Israel, the “Start-Up Nation” that it has handily become and has brought so much to the world, certainly does not need an American Jew to save the failed policies of liberal Zionism. While Beinart foolishly claimed that “Jewish fortunes have radically changed,” he overlooked Hamas, Toulouse and the rampant hatred toward Jews throughout Europe. That growing anti-Semitism has helped foment the increasingly right-wing philosophy of Zionism today.
Beinart was right about his concept of the “generational discord” which older Jewish leaders are unable to capture from the younger generations. The new, young leader who has emerged is the furthest thing from liberal Zionism; religious Zionist Naftali Bennett. He is a smart, eloquent 40 year old who formerly served as executive director of the settlement council. Bennett is a self-made multi-millionaire who leads the Jewish Home political party which is projected to be the third largest political party in the upcoming Israeli elections.
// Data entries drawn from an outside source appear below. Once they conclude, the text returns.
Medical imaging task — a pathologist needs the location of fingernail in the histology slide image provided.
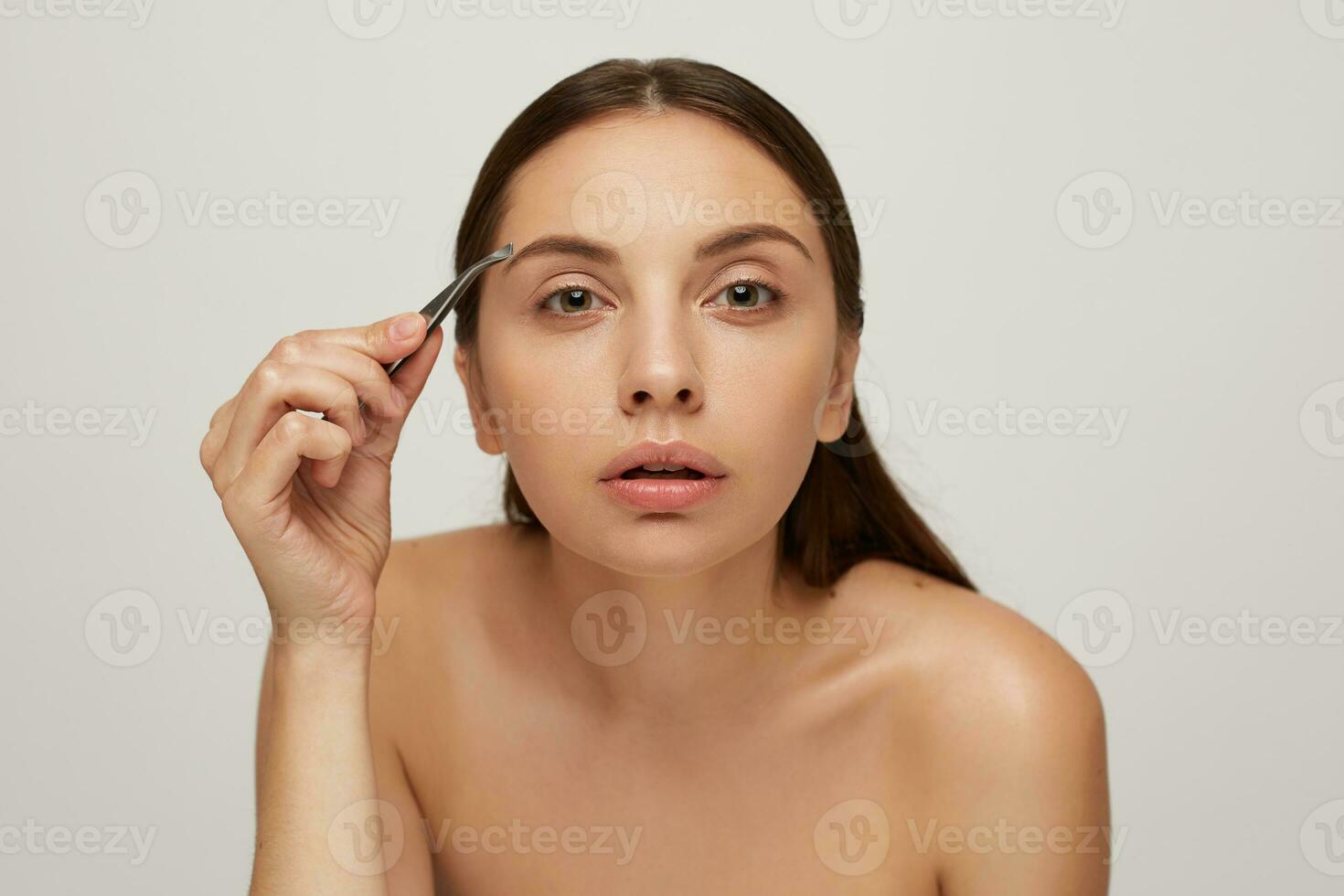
[391,312,422,340]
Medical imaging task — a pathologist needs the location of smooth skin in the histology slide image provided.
[200,112,1102,896]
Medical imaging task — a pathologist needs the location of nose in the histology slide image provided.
[618,313,704,415]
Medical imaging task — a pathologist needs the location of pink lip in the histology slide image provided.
[603,475,726,513]
[597,439,727,481]
[598,441,727,513]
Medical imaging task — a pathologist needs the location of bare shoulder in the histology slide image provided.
[374,524,535,667]
[832,560,1104,784]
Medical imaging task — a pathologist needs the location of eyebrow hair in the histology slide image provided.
[506,223,812,269]
[695,223,812,262]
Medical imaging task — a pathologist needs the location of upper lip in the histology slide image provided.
[598,441,726,480]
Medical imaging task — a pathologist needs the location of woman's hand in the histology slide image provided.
[200,313,443,639]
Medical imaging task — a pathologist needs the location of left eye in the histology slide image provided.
[714,283,778,307]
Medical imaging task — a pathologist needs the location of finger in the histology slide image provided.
[392,326,446,411]
[224,411,351,512]
[295,312,429,364]
[268,335,402,416]
[211,360,366,489]
[200,395,238,473]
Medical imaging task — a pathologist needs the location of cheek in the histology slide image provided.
[481,333,615,528]
[707,340,832,502]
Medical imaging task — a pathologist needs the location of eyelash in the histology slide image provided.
[532,274,787,317]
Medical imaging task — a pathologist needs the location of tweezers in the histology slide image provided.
[358,243,514,411]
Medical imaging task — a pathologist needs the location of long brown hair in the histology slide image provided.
[454,59,972,587]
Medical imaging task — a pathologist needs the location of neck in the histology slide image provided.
[543,529,805,718]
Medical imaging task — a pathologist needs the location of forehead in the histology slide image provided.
[501,110,824,258]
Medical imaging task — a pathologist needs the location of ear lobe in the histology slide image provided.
[817,380,853,442]
[453,346,504,454]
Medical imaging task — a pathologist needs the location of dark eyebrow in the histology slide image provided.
[507,237,621,269]
[506,223,812,275]
[695,223,812,262]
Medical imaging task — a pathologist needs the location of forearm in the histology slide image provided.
[251,644,387,896]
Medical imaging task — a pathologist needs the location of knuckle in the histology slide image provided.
[275,411,308,442]
[272,333,308,364]
[252,357,288,392]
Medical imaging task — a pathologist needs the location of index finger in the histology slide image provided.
[298,312,429,364]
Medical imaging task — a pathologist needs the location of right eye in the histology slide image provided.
[538,286,598,317]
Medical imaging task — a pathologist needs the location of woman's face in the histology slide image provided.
[455,112,856,575]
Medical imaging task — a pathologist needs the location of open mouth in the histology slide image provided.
[621,464,704,480]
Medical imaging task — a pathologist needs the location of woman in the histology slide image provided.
[202,59,1110,896]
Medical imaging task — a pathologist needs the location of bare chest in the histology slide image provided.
[398,657,937,896]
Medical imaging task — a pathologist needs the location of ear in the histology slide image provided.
[453,346,504,454]
[816,336,859,442]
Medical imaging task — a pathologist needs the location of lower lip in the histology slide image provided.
[603,475,724,513]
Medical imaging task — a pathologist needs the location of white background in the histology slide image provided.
[0,0,1344,896]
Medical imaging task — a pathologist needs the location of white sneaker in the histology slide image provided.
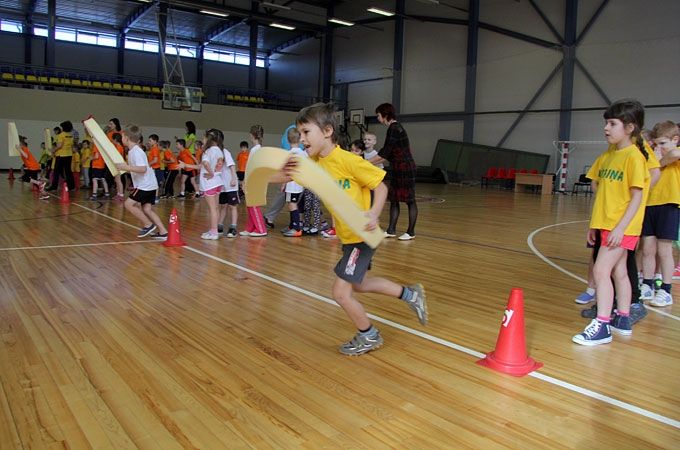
[649,289,673,307]
[640,283,654,300]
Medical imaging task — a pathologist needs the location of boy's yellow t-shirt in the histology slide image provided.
[647,151,680,206]
[317,145,385,244]
[54,131,73,156]
[71,152,80,172]
[587,145,650,236]
[80,147,92,169]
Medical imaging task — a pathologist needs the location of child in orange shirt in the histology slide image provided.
[175,139,200,198]
[160,141,179,198]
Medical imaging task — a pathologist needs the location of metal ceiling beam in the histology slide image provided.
[529,0,564,44]
[119,3,156,34]
[203,19,246,45]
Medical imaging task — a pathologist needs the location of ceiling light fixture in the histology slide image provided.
[260,2,291,10]
[328,17,354,27]
[199,9,229,17]
[366,6,394,17]
[269,22,295,31]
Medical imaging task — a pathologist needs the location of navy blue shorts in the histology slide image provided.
[642,203,680,241]
[334,242,375,284]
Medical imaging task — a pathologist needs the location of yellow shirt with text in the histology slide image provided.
[317,145,385,244]
[587,145,650,236]
[54,131,73,156]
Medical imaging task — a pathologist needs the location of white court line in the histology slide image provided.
[527,220,680,321]
[67,203,680,429]
[0,240,158,252]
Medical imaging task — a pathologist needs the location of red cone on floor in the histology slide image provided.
[163,208,187,247]
[477,288,543,377]
[59,183,71,204]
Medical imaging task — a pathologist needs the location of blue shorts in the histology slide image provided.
[642,203,680,241]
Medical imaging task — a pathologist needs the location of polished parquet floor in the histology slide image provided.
[0,180,680,450]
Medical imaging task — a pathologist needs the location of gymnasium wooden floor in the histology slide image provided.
[0,175,680,450]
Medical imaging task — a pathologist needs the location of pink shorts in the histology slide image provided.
[600,230,640,250]
[203,186,222,197]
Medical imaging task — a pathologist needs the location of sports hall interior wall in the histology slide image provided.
[0,87,295,169]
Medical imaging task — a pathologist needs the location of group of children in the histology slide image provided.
[572,100,680,346]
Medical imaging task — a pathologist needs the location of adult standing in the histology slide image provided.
[369,103,418,241]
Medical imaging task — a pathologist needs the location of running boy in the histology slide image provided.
[284,103,427,355]
[116,125,168,239]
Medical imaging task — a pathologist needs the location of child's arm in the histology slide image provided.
[659,148,680,167]
[607,187,642,247]
[366,182,387,231]
[115,163,148,173]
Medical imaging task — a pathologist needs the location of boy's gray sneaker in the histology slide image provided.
[339,331,384,356]
[406,283,427,325]
[630,302,647,325]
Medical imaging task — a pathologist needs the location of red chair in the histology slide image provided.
[482,167,498,186]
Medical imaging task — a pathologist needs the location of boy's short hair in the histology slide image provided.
[286,128,300,144]
[295,103,338,143]
[651,120,680,139]
[122,124,142,144]
[375,103,397,120]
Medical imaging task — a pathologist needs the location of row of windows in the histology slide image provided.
[0,19,265,67]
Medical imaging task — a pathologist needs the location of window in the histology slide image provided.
[0,19,24,33]
[54,28,76,42]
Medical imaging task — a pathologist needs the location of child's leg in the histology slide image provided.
[141,199,168,234]
[125,198,153,228]
[593,246,630,322]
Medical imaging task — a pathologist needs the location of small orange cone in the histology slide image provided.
[163,208,187,247]
[477,288,543,377]
[59,182,71,204]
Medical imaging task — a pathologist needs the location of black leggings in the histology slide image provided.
[54,156,75,191]
[163,170,179,196]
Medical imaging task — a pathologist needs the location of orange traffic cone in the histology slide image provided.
[163,208,187,247]
[477,288,543,377]
[59,182,71,204]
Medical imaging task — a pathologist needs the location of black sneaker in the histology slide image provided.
[630,303,647,325]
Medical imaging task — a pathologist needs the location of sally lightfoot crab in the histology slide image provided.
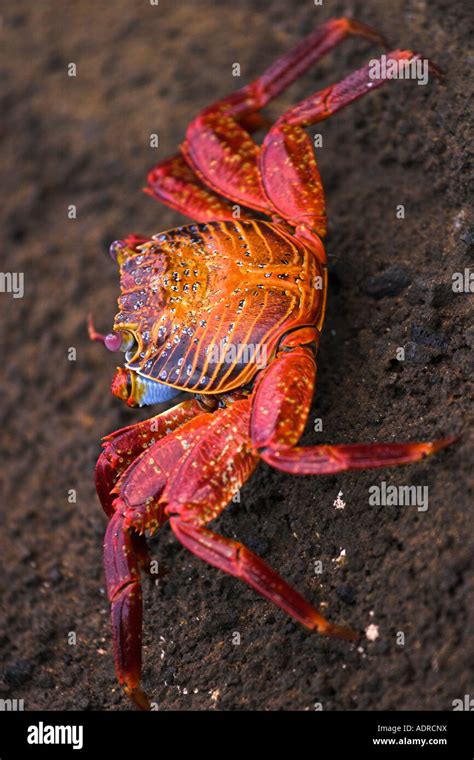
[90,18,453,708]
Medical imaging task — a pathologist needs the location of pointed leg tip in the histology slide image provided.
[320,623,361,641]
[431,435,461,454]
[124,686,151,710]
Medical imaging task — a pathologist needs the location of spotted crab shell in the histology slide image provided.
[114,221,324,393]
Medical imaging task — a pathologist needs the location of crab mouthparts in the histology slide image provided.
[104,332,138,354]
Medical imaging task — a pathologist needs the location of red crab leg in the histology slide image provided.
[104,511,150,710]
[181,18,385,214]
[250,347,455,475]
[95,398,202,517]
[161,399,357,639]
[259,50,437,234]
[104,405,226,709]
[147,153,256,222]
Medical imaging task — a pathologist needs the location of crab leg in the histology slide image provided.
[104,402,230,709]
[104,511,149,710]
[259,50,437,236]
[250,347,455,475]
[145,18,385,222]
[95,398,202,517]
[161,399,357,639]
[144,153,246,222]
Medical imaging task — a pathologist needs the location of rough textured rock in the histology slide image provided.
[0,0,474,710]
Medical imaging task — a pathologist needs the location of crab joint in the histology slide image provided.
[111,367,181,406]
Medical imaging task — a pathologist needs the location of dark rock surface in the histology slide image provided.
[0,0,474,710]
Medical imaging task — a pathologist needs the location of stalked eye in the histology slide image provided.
[104,333,122,351]
[104,332,137,354]
[109,240,127,261]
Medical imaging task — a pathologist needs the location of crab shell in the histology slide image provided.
[114,221,326,394]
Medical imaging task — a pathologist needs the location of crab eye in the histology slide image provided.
[104,332,137,353]
[104,333,122,351]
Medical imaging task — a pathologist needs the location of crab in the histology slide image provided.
[89,18,454,709]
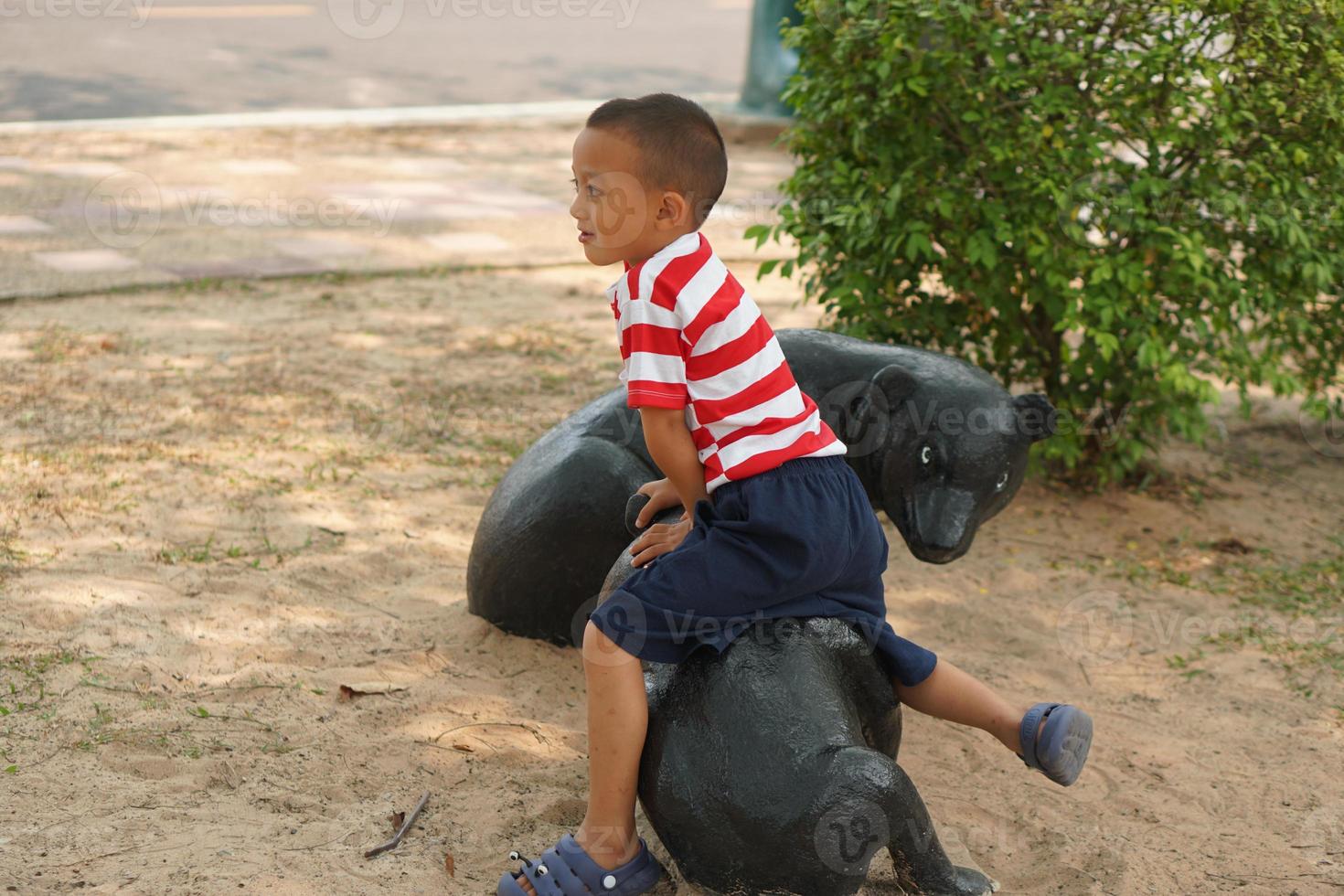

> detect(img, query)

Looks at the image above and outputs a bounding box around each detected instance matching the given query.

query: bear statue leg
[816,747,995,896]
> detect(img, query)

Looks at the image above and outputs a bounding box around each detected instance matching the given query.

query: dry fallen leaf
[338,681,406,699]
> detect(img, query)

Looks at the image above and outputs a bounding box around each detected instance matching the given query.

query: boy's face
[570,128,692,264]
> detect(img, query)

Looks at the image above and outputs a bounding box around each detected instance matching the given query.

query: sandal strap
[555,834,661,895]
[1018,702,1061,768]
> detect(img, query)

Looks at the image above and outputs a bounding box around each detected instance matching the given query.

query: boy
[497,94,1092,896]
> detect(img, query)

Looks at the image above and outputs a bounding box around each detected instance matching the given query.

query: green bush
[747,0,1344,484]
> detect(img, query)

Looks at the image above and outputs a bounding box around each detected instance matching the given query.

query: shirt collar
[606,229,701,301]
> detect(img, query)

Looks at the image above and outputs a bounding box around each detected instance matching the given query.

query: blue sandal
[1018,702,1092,787]
[496,834,666,896]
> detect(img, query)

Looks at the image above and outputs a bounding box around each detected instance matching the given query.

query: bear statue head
[828,352,1058,563]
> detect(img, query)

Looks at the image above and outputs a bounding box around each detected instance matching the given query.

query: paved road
[0,0,752,121]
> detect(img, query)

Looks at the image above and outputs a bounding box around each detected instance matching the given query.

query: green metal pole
[741,0,803,115]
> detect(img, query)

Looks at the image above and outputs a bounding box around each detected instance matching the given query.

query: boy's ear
[653,189,691,229]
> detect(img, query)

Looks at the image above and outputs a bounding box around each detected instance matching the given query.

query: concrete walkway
[0,105,790,298]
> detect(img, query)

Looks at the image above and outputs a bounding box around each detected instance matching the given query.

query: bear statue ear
[1012,392,1059,442]
[840,364,917,444]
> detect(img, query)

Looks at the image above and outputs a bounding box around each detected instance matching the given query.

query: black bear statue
[600,495,997,896]
[466,329,1055,644]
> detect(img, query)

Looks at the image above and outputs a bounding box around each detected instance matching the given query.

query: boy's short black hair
[587,92,729,229]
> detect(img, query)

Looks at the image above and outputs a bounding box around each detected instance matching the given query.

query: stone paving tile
[32,249,140,274]
[219,158,300,175]
[270,237,368,258]
[34,161,126,178]
[392,200,517,221]
[0,215,52,237]
[164,255,331,280]
[0,123,789,297]
[423,231,514,255]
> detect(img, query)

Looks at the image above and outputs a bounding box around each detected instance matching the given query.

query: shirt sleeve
[620,293,691,409]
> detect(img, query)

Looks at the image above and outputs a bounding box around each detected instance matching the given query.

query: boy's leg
[574,622,649,868]
[892,656,1029,752]
[517,622,649,896]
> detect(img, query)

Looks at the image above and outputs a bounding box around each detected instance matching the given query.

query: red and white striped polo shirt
[606,231,847,495]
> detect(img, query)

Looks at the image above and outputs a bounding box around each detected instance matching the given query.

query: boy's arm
[640,406,709,515]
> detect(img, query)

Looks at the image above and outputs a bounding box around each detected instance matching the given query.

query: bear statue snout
[901,486,980,563]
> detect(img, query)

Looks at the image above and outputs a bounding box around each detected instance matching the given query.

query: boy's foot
[1018,702,1093,787]
[498,827,666,896]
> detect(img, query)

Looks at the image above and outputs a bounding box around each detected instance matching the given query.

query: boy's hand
[635,478,681,529]
[630,510,695,567]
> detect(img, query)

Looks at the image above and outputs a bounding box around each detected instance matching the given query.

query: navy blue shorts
[589,454,937,685]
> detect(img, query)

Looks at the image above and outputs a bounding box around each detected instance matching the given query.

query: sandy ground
[0,266,1344,896]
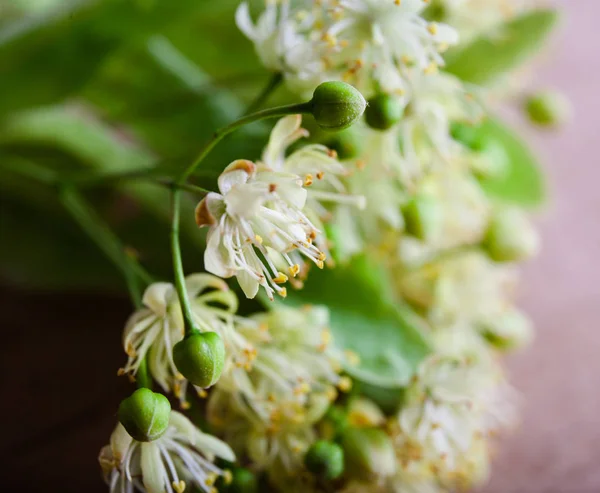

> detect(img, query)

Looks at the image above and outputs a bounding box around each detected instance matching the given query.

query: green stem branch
[171,189,195,335]
[175,102,312,185]
[244,72,283,115]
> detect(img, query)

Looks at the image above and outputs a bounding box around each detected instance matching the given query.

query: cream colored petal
[140,442,169,493]
[142,282,175,317]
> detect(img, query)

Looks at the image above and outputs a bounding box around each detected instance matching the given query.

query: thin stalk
[175,102,311,185]
[171,188,195,335]
[244,72,283,115]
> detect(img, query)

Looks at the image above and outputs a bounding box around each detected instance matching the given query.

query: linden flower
[396,357,513,477]
[437,0,533,42]
[235,0,323,92]
[119,274,246,409]
[322,0,458,93]
[98,411,235,493]
[196,160,326,299]
[208,308,351,477]
[259,115,366,275]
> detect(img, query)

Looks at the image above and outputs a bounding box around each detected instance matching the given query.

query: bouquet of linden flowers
[0,0,565,493]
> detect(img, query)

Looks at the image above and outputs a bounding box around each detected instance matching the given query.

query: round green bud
[483,208,540,262]
[342,428,397,480]
[402,195,443,241]
[308,81,367,131]
[323,127,363,161]
[118,388,171,442]
[365,93,404,130]
[173,330,225,388]
[525,91,571,127]
[304,440,344,480]
[216,467,259,493]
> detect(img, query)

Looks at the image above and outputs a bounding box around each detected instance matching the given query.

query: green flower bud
[323,127,363,161]
[365,93,404,130]
[216,467,258,493]
[173,330,225,388]
[342,428,396,480]
[483,208,540,262]
[118,388,171,442]
[525,91,571,127]
[304,440,344,481]
[308,81,367,131]
[402,195,443,241]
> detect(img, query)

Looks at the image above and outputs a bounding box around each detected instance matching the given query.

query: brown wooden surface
[0,0,600,493]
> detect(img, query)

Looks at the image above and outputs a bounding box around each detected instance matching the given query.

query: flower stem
[59,186,151,308]
[170,102,311,334]
[244,72,283,115]
[175,102,312,185]
[171,188,195,335]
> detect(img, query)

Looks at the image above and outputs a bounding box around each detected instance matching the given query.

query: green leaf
[0,0,198,114]
[445,9,559,85]
[455,118,547,207]
[286,257,429,387]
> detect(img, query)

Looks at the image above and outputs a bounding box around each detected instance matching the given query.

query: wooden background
[0,0,600,493]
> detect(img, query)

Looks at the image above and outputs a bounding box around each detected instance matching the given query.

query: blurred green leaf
[455,118,547,207]
[445,9,559,85]
[286,256,429,387]
[0,0,206,114]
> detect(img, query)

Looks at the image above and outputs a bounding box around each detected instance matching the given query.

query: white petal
[142,282,174,317]
[235,2,256,41]
[204,227,235,278]
[192,428,235,462]
[185,273,229,299]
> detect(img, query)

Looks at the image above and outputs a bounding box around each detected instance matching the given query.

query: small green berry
[525,91,571,127]
[309,81,367,131]
[342,428,397,479]
[118,388,171,442]
[304,440,344,480]
[173,330,225,388]
[365,93,404,130]
[402,195,443,241]
[483,208,540,262]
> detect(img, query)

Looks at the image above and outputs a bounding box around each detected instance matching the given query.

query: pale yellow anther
[325,387,338,402]
[294,382,310,395]
[338,377,352,392]
[204,472,219,486]
[423,62,438,75]
[322,33,337,47]
[273,272,288,284]
[171,479,185,493]
[173,383,181,398]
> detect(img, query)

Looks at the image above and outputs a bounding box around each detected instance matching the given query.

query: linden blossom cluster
[99,0,553,493]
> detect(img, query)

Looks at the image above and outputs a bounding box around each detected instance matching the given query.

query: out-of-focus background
[0,0,600,493]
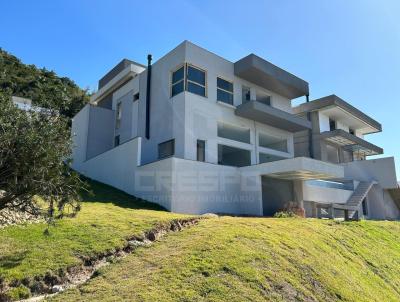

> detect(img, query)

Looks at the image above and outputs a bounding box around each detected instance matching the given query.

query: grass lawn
[50,217,400,302]
[0,181,182,281]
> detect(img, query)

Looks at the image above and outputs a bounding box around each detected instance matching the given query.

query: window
[115,102,122,129]
[171,66,185,96]
[326,145,339,164]
[218,145,251,167]
[256,91,271,106]
[258,153,287,164]
[242,86,250,103]
[197,139,206,161]
[171,64,207,97]
[258,133,288,152]
[217,122,250,144]
[362,198,368,216]
[217,78,233,105]
[114,135,119,147]
[158,139,175,159]
[329,119,336,131]
[186,64,206,96]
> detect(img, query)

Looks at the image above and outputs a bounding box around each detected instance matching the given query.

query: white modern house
[72,41,400,219]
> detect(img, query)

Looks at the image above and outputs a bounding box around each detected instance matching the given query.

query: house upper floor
[80,41,383,168]
[91,41,311,132]
[294,95,383,162]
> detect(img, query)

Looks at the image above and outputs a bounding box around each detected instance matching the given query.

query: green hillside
[50,217,400,302]
[0,48,89,118]
[0,182,400,302]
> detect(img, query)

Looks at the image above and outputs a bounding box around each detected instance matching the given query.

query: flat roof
[234,54,309,99]
[293,94,382,133]
[99,59,147,90]
[321,129,383,156]
[235,100,311,132]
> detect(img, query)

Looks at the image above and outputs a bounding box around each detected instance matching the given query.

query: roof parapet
[234,54,309,99]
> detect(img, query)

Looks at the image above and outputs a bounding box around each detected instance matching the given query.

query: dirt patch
[0,217,203,302]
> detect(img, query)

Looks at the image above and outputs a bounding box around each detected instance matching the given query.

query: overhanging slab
[235,101,311,132]
[321,129,383,156]
[234,54,309,99]
[240,157,344,180]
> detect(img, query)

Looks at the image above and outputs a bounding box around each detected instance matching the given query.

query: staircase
[332,181,377,219]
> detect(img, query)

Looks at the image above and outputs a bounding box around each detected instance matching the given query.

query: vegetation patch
[49,217,400,302]
[0,181,189,300]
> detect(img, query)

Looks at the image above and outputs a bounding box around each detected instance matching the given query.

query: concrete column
[293,180,304,209]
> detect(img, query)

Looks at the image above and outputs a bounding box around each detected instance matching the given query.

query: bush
[0,93,83,217]
[7,285,31,301]
[274,211,299,218]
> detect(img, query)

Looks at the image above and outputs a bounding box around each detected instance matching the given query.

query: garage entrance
[261,176,294,216]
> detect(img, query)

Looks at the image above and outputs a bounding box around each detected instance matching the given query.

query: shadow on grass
[0,251,28,269]
[80,176,167,211]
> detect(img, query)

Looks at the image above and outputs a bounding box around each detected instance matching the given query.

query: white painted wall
[303,182,353,203]
[71,104,91,171]
[367,185,400,220]
[341,157,397,189]
[318,111,330,133]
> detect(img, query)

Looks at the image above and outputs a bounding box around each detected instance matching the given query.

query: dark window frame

The face of success of Israel’s economic powerhouse, Bennett understands public relations and digital media, is media savvy and concerned about the importance of world Jewry. A political conservative, he is the son of American immigrants to Israel and cognizant of the new leadership which Jews worldwide need. Even as Prime Minister Netanyahu is labeled as “conservative” by worldwide media, the Prime Minister’s biggest challenge is from Bennett, who served as his chief of staff and is to the right of Netanyahu politically.
In sharp contrast to Beinart, Bennett understands that Israel is a self-sufficient country, and not a banana republic of the United States or any other nation. Bennett advocates that Israel annex Judea and Samaria. As he says, the world already refuses to recognize Jerusalem or the Golan Heights as Israel, and yet life in Israel goes on. A strong and secure Israel is the Jewish priority, and not the ever-elusive “peace” which Bennett deems impossible in this (and our children’s) generation.
Unlike foolish Beinart who believes if the world boycotts Israeli “settlements” everything will be dandy, Bennett realistically understands that the obstacles to peace for the Arabs and radical Islamists who control the regions surrounding Israel, is not merely Judea and Samaria, but rather Jews and the presence of the entire State of Israel. Zionism today doesn’t delineate that Jews need to be victims, and a proud, active people are increasingly representative of that fact.
The next generation of Jewish leaders worldwide is made up of young people like Naftali Bennett, Knesset Deputy Speaker Danny Danon, and others who spread the important message of a strong Israel. In America, liberal Judaism is withering away with its disappearing population, and authentic Judaism grows. While extremists like Beinart and his liberal ilk attract media attention, good old fashioned Zionism grows and thrives.